At the beginning of January, AWS quietly raised the prices of EC2 Capacity Blocks for machine learning. This represents an increase of approximately 15 percent for GPU-based instances used for heavy ML training.
It is noteworthy that AWS implemented the change over the weekend without a separate announcement to customers.
Specifically, the p5e.48xlarge and p5en.48xlarge instances have become more expensive. According to The Register, these instances, equipped with multiple NVIDIA H200 GPUs, are used for large-scale machine learning and AI workloads. In most regions, the hourly price of the p5e.48xlarge rose from $34.61 to $39.80. For the p5en.48xlarge, the rate went up from $36.18 to $41.61 per hour. In the US West Northern California region, prices are even higher, with an increase to nearly $50 per hour for the p5e variant.
Capacity Blocks are intended for customers who need guaranteed GPU capacity at a predetermined time. Unlike spot instances, which can suddenly disappear, organizations use them to reserve capacity for a fixed time window, ranging from one day to several weeks. This service is mainly used by companies that perform business-critical ML training, and for which interruptions can have major financial consequences. The target group, therefore, consists mainly of large organizations with substantial cloud budgets.

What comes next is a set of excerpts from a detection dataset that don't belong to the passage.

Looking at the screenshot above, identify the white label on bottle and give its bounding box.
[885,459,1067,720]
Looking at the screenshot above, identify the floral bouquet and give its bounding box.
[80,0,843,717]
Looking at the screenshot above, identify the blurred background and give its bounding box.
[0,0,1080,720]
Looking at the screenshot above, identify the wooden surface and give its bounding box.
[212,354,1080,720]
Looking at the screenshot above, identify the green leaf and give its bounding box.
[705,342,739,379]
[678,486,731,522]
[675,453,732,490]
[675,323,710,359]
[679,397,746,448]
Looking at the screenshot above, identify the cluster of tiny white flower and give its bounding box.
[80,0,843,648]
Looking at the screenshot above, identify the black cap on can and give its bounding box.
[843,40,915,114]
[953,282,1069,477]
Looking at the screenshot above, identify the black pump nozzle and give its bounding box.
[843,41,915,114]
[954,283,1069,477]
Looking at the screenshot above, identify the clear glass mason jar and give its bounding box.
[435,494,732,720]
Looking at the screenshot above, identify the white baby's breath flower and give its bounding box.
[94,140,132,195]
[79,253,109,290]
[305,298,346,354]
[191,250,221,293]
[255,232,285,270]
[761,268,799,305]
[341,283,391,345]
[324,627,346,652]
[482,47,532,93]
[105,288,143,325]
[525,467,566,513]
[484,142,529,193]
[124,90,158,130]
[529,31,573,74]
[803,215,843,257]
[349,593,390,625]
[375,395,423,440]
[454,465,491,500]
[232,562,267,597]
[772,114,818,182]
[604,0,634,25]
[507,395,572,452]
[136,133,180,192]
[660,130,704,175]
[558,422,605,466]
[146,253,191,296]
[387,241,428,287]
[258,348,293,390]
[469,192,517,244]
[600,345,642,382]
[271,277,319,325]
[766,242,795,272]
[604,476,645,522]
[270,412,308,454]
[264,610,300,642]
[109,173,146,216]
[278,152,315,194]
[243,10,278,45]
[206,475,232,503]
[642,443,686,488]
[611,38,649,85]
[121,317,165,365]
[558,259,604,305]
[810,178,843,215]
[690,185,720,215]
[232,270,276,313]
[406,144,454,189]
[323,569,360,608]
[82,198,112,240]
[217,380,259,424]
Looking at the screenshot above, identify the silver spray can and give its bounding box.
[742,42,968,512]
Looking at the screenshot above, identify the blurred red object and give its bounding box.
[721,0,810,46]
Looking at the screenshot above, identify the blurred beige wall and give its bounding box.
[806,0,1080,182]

According to Amazon, the price adjustment is due to changes in supply and demand ratios. The rates for Capacity Blocks would be adjusted quarterly based on expected market conditions. AWS emphasizes that this dynamic has long been part of the pricing model for this specific service.
No clear pricing policy
The increase comes a few months after AWS announced significant price reductions for GPU instances, particularly for On-Demand and Savings Plans. Capacity Blocks were not included in those reductions at the time. This underscores that different purchasing models within AWS are priced and adjusted independently of each other.
The change may affect organizations with Enterprise Discount Programs. These contracts typically offer discounts on public prices, but when the base price increases, the absolute amount that customers pay also increases. This may prompt renewed discussions between large customers and AWS about pricing agreements.
The price increase is occurring amid a global shortage of advanced GPUs. Demand for computing power for AI and machine learning continues to grow, while supply is limited. Competitors such as Microsoft Azure and Google Cloud are actively positioning themselves in this market, but are also facing limited availability.